Many private equity acquirers are staking out claims in oilfield equipment and services, which accounted for 45% of deals in 2012 and will likely remain a mainstay of oil patch deal making going forward. Because it resembles investments in traditional industries, targeting equipment and services companies—from drilling rig leasing and seismic testing to maintenance and transportation contracting—is the most approachable way for the majority of PE funds to play in the oil and gas sector. PE funds that invest in equipment and services stand to benefit from the double-barreled growth of the industry’s more than $1 trillion in annual capital and operating expenditures worldwide. Opportunities abound to expand organically by adding customers or the suite of products and services on offer, or through acquisitions by rolling up competitors in fragmented segments of the industry or by moving into a new geography.

Like discovering elusive oil and gas deposits, the challenge for private equity funds investing in the equipment and services sector lies in ferreting out rich pockets of opportunity.
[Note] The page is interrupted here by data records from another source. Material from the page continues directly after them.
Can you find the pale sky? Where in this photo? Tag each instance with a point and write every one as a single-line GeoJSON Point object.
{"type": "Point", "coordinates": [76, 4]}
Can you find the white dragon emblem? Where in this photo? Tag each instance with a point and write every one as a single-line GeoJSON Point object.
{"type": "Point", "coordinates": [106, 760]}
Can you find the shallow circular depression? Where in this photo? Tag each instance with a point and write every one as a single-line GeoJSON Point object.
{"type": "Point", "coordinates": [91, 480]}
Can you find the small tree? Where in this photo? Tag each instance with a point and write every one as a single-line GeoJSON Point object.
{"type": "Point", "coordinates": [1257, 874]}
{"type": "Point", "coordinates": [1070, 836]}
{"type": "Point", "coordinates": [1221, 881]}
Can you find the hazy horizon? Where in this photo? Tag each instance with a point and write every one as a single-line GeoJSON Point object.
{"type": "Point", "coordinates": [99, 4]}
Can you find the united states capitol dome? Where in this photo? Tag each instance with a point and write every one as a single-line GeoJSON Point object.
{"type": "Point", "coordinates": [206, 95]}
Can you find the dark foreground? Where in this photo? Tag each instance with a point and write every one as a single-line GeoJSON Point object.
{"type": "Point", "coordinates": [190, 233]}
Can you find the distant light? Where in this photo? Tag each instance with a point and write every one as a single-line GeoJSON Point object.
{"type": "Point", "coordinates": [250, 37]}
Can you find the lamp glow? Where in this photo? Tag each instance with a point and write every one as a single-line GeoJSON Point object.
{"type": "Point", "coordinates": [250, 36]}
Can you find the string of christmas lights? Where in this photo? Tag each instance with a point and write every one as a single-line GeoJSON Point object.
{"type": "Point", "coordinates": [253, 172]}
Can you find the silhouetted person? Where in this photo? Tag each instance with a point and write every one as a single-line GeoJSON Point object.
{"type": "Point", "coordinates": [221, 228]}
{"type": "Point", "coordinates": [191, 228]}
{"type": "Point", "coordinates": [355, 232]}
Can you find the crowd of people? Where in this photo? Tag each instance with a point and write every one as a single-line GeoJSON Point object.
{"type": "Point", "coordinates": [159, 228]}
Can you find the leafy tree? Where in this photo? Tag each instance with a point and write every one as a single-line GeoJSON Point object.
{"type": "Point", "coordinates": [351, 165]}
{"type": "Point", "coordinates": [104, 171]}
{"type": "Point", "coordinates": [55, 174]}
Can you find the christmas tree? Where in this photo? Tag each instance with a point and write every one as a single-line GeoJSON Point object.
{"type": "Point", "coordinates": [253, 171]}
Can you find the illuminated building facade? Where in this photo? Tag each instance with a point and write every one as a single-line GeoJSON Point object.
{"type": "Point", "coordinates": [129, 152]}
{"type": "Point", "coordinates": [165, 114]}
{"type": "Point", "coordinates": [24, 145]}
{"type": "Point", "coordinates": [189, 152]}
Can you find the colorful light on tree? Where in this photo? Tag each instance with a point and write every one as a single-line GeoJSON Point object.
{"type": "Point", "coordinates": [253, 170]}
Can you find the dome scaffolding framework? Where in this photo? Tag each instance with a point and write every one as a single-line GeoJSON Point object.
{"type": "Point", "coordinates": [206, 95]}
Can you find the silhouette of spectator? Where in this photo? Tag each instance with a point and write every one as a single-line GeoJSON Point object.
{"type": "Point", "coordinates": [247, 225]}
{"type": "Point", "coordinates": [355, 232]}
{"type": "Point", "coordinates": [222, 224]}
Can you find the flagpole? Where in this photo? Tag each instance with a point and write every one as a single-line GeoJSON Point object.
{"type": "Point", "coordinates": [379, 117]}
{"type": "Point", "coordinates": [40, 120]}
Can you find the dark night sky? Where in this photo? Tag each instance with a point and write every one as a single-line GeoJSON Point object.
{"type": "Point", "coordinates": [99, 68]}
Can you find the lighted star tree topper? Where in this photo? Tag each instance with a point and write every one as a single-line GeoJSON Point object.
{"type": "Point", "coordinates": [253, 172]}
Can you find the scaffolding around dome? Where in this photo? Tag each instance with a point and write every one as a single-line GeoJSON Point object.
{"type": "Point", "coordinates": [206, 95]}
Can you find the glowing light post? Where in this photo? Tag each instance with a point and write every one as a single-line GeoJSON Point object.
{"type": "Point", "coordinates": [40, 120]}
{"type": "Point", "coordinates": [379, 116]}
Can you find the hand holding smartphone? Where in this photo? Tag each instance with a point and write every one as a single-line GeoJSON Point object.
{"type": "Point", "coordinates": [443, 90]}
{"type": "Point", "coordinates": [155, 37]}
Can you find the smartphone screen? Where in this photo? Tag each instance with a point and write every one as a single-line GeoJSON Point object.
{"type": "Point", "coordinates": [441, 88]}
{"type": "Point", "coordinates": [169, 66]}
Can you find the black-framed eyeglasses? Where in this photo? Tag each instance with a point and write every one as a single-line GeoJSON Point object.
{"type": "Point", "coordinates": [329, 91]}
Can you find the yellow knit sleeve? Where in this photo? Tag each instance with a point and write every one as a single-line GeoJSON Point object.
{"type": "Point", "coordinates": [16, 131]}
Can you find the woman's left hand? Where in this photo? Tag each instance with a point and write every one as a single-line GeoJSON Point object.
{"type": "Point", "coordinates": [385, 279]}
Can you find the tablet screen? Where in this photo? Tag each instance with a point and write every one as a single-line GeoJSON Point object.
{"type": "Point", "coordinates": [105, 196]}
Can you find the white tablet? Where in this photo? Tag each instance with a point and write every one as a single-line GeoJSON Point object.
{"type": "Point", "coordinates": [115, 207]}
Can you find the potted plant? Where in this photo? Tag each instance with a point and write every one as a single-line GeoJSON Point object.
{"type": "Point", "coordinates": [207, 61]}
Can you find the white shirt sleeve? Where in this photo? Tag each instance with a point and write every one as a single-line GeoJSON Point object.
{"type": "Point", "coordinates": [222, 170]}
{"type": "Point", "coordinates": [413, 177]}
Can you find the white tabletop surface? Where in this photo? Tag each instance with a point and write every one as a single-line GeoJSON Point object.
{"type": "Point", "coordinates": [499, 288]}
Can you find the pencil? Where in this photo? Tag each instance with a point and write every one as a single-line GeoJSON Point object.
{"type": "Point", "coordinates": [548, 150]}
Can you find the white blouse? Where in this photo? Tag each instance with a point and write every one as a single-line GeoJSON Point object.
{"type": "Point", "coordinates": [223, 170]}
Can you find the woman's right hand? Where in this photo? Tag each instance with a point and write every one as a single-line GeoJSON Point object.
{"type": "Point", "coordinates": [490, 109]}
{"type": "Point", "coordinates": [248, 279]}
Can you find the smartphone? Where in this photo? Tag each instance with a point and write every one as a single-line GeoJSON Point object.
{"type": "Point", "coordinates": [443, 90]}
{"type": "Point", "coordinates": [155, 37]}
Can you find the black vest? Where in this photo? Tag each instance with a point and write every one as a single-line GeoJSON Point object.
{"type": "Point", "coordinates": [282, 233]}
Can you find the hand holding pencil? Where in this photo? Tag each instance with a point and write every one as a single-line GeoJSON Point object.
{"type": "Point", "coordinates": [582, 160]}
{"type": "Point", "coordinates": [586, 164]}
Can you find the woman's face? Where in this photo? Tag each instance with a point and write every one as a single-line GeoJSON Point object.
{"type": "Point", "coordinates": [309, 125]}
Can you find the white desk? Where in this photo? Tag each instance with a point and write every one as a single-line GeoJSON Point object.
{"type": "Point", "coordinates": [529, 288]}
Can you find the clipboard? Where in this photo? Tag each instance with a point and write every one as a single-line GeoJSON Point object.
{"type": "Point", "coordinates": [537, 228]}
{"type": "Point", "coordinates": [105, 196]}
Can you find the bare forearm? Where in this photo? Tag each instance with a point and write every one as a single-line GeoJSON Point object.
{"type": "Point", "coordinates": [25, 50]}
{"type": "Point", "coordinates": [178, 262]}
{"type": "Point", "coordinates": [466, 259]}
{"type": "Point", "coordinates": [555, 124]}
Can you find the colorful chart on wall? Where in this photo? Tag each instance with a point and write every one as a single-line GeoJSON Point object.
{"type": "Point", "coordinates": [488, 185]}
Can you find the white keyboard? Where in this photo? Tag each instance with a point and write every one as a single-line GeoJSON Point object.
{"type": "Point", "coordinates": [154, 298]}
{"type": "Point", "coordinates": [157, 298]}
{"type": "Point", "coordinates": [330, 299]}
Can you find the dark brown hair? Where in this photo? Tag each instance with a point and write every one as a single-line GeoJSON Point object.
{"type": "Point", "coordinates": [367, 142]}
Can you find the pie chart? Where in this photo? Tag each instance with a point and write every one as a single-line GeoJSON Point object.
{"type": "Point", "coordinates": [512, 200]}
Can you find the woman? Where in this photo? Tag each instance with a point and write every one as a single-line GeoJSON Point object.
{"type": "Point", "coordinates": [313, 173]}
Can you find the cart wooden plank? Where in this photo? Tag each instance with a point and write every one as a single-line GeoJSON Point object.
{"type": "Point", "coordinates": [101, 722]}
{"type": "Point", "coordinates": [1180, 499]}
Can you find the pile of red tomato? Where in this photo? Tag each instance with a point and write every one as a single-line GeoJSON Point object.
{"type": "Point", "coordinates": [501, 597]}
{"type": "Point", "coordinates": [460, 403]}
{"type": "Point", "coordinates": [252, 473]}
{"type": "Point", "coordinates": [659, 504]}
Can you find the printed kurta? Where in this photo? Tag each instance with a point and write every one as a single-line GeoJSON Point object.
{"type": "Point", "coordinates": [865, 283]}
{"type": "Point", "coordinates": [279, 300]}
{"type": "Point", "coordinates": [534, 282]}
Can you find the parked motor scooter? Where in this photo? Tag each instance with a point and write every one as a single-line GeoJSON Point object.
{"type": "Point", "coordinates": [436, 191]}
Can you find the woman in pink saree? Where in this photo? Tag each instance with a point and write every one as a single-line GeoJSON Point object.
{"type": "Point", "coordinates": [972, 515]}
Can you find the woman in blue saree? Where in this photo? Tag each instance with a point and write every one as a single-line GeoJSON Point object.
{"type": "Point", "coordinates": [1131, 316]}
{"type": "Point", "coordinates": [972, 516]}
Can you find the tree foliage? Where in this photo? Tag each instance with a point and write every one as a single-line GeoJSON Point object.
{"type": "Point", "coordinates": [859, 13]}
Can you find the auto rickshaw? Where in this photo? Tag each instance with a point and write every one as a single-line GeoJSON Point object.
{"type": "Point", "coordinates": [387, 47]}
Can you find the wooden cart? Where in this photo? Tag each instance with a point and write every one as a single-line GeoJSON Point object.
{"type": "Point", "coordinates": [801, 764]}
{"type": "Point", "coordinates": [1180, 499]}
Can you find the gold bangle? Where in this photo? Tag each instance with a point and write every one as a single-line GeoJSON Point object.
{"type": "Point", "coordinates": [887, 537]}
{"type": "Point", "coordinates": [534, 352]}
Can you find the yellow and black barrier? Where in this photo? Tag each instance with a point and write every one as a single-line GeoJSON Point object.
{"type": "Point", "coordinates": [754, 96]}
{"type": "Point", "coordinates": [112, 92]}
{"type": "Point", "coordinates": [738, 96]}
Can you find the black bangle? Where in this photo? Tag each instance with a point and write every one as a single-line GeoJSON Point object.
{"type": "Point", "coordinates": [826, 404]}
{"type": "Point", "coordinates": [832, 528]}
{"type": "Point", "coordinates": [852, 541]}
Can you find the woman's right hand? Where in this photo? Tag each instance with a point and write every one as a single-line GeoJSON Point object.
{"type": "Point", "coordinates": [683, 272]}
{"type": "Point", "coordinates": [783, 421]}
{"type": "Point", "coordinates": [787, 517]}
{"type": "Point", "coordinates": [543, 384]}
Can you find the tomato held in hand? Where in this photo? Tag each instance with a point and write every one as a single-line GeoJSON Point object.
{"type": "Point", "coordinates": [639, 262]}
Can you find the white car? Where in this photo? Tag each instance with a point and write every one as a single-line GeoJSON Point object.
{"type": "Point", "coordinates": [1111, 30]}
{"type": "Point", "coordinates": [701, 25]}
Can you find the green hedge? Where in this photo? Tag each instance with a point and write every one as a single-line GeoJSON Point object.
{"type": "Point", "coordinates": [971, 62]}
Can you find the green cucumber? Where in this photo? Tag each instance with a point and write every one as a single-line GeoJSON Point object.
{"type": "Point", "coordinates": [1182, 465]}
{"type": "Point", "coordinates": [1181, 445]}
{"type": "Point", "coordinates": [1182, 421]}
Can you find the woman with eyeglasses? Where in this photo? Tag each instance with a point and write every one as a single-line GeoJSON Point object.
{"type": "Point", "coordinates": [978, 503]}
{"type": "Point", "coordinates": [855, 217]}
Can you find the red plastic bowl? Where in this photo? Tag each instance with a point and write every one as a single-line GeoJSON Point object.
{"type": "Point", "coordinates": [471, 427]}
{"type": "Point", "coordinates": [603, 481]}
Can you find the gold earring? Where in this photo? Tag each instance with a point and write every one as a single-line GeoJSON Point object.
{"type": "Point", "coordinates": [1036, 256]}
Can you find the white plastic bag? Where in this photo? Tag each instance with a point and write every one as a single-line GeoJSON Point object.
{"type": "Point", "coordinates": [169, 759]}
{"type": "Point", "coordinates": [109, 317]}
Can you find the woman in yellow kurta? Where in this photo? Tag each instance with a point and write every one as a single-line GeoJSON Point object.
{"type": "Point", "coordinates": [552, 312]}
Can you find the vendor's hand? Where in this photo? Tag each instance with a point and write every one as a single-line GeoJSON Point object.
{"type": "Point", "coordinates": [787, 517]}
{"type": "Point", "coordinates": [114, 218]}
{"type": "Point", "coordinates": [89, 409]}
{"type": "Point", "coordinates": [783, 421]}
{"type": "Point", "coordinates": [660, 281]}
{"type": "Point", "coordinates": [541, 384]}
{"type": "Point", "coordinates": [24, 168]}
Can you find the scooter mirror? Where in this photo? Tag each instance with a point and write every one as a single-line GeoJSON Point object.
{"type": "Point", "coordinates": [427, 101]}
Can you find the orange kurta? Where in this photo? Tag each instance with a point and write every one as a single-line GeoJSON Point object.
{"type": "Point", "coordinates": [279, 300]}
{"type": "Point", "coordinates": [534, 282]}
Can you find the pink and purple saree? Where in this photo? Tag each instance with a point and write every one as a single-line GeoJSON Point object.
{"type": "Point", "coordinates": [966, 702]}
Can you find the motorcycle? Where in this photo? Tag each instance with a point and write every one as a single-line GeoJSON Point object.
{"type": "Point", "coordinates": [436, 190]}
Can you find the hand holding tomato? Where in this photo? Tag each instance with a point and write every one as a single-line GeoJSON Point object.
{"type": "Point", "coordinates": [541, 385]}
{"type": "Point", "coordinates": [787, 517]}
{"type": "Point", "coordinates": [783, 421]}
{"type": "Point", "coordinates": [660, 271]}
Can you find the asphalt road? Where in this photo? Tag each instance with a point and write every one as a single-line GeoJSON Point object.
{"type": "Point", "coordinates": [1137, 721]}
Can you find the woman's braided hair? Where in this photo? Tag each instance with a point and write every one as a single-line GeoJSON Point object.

A thorough due diligence process should focus on four key areas. First, private equity acquirers need to drill into how many different businesses the target company participates in and what its revenue profile is. Second, successful PE acquirers are careful to identify the target business’s most important risk exposures, particularly its vulnerability to cyclical swings—and the buffers it has against them. Third, acquirers should evaluate the target’s position with its customers; companies with strongly differentiated technical expertise, whose products and services are mission critical are better positioned to profit from their customers’ success. Fourth, successful acquirers carefully size up the target’s growth opportunities. At a time of generally high asset values, prices for equipment and services companies fully capture the growth tailwind of the industry, so future growth will need to be created by the new PE owner.

Finally, no due diligence would be complete until the potential private equity acquirer sizes up whether the people who will run the business have the management skills and leadership experience needed to generate a gusher of returns.